Nous lisons avec attention, sympathie et affection la tribune, où Antonio Muñoz Molina illustre magistralement la réalité quotidienne et émotionnelle de beaucoup d’entre nous, professionnels qui, après avoir reçu une grande partie de notre formation en Espagne, ont déménagé à l’étranger pour des raisons professionnelles. Nous souscrivons au fait que la fuite des talents est une tragédie pour le pays qui nous a formé et qui génère souvent chez les expatriés un amer sentiment d’aliénation tant dans notre pays d’accueil que dans le pays d’origine. Cependant, la mobilité internationale représente également un enrichissement personnel et professionnel inestimable, puisqu’elle favorise l’adaptation à de nouveaux environnements de travail, la collaboration avec des professionnels issus de contextes culturels divers et l’intégration d’autres modes de pensée. Le problème surgit lorsque l’émigration est forcée par le manque d’opportunités dans le pays d’origine et que l’équilibre délicat entre l’entrée et la sortie des talents est rompu, comme cela s’est produit de manière dramatique après la Grande Récession de 2008 et cela continue aujourd’hui.

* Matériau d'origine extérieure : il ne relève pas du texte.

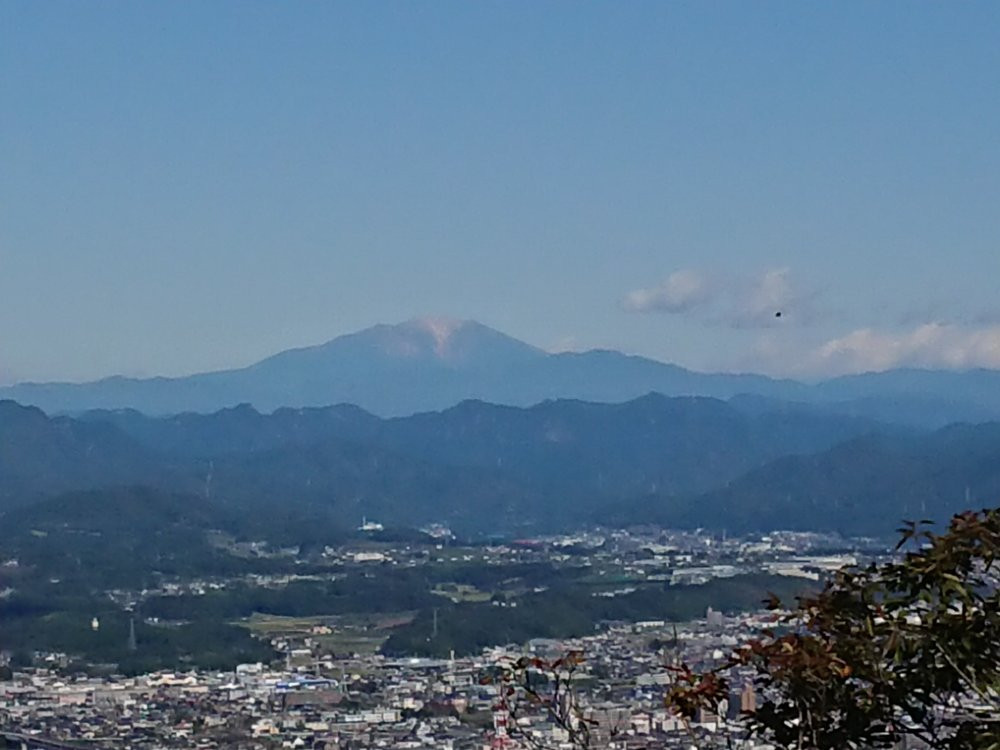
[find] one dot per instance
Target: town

En conséquence, il y a plus de dix ans, des associations de scientifiques et de chercheurs espagnols ont commencé à se constituer dans différents pays. En 2018, ces associations ont été regroupées en RAIXEX, le Réseau des Associations de Chercheurs et Scientifiques Espagnols à l’Étranger, qui comprend actuellement 22 associations avec plus de 4 500 membres répartis dans 35 pays. RAICEX, en plus d’offrir aux chercheurs espagnols à l’étranger un soutien professionnel et personnel dans les pays d’accueil, canalise également le connaissances que ses membres ont acquises travaillant sur les systèmes scientifiques, technologiques et d’innovation de ces pays. Et cela pour renforcer le système espagnol et encourager l’attraction de talents en Espagne, avec la volonté ultime de contribuer au progrès du pays qui nous a formés.

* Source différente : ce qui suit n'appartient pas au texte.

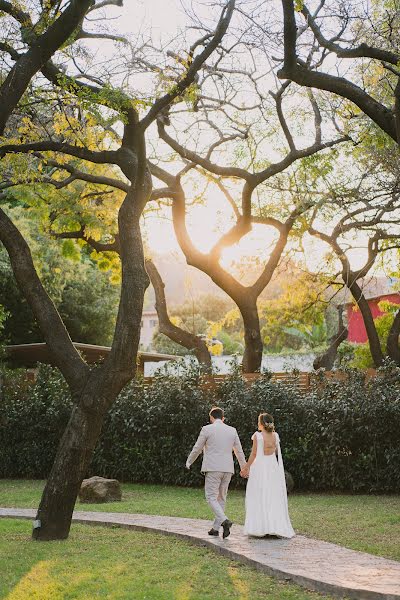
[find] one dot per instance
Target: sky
(205, 223)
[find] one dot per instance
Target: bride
(266, 496)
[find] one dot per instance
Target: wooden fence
(302, 379)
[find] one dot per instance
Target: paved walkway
(314, 564)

Au RAICEX, nous avons toujours affirmé que les initiatives publiques et privées dans le domaine de la science et de la technologie ne devaient pas se concentrer sur le rendement, mais sur la rétention et l’attraction des talents. Pour y parvenir, un changement structurel du système espagnol est essentiel, qui élimine les obstacles administratifs, favorise la stabilité des investissements public-privé et réduit les différences de salaires par rapport aux autres pays. Ce n’est qu’ainsi, en offrant stabilité à long terme, ressources et dignité professionnelle, que l’Espagne pourra se consolider en tant que pays compétitif et attractif au niveau international, tant pour les professionnels de la recherche à l’étranger, quelle que soit leur nationalité (attraction des talents), que pour ceux établis en Espagne qui ne veulent pas ou ne peuvent pas partir (rétention des talents).
Il est également important de promouvoir des mesures d’action positive qui atténuent l’asymétrie structurelle qui désavantage les talents étrangers lors de leur intégration dans le système scientifique et technologique espagnol. Par exemple, faciliter la reconnaissance des diplômes universitaires et des mérites académiques obtenus à l’étranger, soutenir une réglementation efficace des doubles affiliations avec des institutions étrangères et promouvoir un système favorisant la mobilité internationale des talents.
Sans aucun doute, le fait d’avoir une diaspora, non invisible, mais très active et organisée, est essentiel, non seulement pour sa contribution à la société, mais aussi pour tisser un réseau de soutien et créer un environnement humain qui nous permet de partager, peut-être autour de lentilles ou de riz velouté (comme Muñoz Molina), nos expériences, préoccupations et affirmations sur l’avenir de la science espagnole.